THE TESTS DON’T GO WELL

Medical examinations can be divided into:

  • imaging tests, i.e. x-ray, CT, PET, scintigraphy, magnetic resonance, echography etc.
  • blood tests, including tumor markers.

With regard to imaging tests, a small nodule of a few millimeters in the lung of a person who has had bronchitis in the past is no cause for alarm, while a lung nodule of 3 cm that was not seen in previous imaging tests will sound an alarm bell. In this latter case, the “signal” is given both by the size of the nodule and by its evolution.

A danger signal may also come from blood tests. However, it is very unlikely that blood tests alone, in the absence of symptoms or major radiological findings, will provide a strong signal.

With regard to blood tests, tumor markers constitute a particular case. Tumor markers are proteins produced by tumors, and can be measured in the blood. Their importance is obvious. A sample of blood is taken; if the marker is detected in the sample, presumably there is a tumor; if the marker is absent, presumably there is no tumor.
Unfortunately, however, it’s not as simple as that; if it were, the entire healthy population could be screened for these markers, tumors could be diagnosed as early as possible and an extremely high percentage of patients would be cured by surgery alone. But that’s not the way it is.

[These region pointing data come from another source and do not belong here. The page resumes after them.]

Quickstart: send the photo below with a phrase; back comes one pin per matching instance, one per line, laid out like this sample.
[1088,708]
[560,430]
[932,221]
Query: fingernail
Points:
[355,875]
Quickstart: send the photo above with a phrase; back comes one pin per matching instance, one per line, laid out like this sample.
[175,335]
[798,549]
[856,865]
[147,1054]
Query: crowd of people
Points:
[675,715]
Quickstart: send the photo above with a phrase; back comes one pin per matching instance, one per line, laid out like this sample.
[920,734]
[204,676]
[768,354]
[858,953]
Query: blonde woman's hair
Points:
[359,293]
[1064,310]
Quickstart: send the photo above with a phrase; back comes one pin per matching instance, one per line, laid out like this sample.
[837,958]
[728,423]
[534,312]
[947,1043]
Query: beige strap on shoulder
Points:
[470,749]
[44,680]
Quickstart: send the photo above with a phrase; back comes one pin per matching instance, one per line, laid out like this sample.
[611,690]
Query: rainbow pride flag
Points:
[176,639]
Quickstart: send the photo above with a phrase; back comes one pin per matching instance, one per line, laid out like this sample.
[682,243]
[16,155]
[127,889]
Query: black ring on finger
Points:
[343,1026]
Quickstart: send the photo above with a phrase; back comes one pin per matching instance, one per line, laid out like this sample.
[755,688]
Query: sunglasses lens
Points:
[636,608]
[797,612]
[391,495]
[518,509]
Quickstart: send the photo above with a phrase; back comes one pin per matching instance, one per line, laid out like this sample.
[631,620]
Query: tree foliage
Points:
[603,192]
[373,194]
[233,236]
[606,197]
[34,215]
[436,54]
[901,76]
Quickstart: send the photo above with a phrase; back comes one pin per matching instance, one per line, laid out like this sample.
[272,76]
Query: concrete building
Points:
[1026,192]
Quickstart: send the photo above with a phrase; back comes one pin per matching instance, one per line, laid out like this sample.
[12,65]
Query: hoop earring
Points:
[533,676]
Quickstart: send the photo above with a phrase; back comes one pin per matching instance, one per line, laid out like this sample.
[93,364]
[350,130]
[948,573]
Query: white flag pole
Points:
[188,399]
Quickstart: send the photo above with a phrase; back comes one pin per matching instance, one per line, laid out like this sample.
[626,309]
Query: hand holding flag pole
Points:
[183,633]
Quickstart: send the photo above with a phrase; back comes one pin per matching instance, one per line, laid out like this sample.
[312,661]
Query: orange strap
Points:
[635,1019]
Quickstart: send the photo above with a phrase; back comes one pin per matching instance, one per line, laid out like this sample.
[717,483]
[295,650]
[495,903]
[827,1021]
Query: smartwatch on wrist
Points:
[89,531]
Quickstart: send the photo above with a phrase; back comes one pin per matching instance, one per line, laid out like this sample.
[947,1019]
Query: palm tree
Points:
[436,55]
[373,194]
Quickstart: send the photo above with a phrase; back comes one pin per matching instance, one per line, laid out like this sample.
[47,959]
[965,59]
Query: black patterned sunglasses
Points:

In fact, testing for tumor markers is not recommended by the international cancer prevention guidelines (THE “ABC” OF PREVENTION). Indeed, many tumors do not produce markers, the levels of which will therefore remain normal even if there is a tumor. On the other hand, many noncancerous conditions can raise the level of these markers even if there is no tumor. This means that tumor markers are only used as an aid to diagnosis, and that the diagnosis must be based on several elements, not only on an increased level of markers.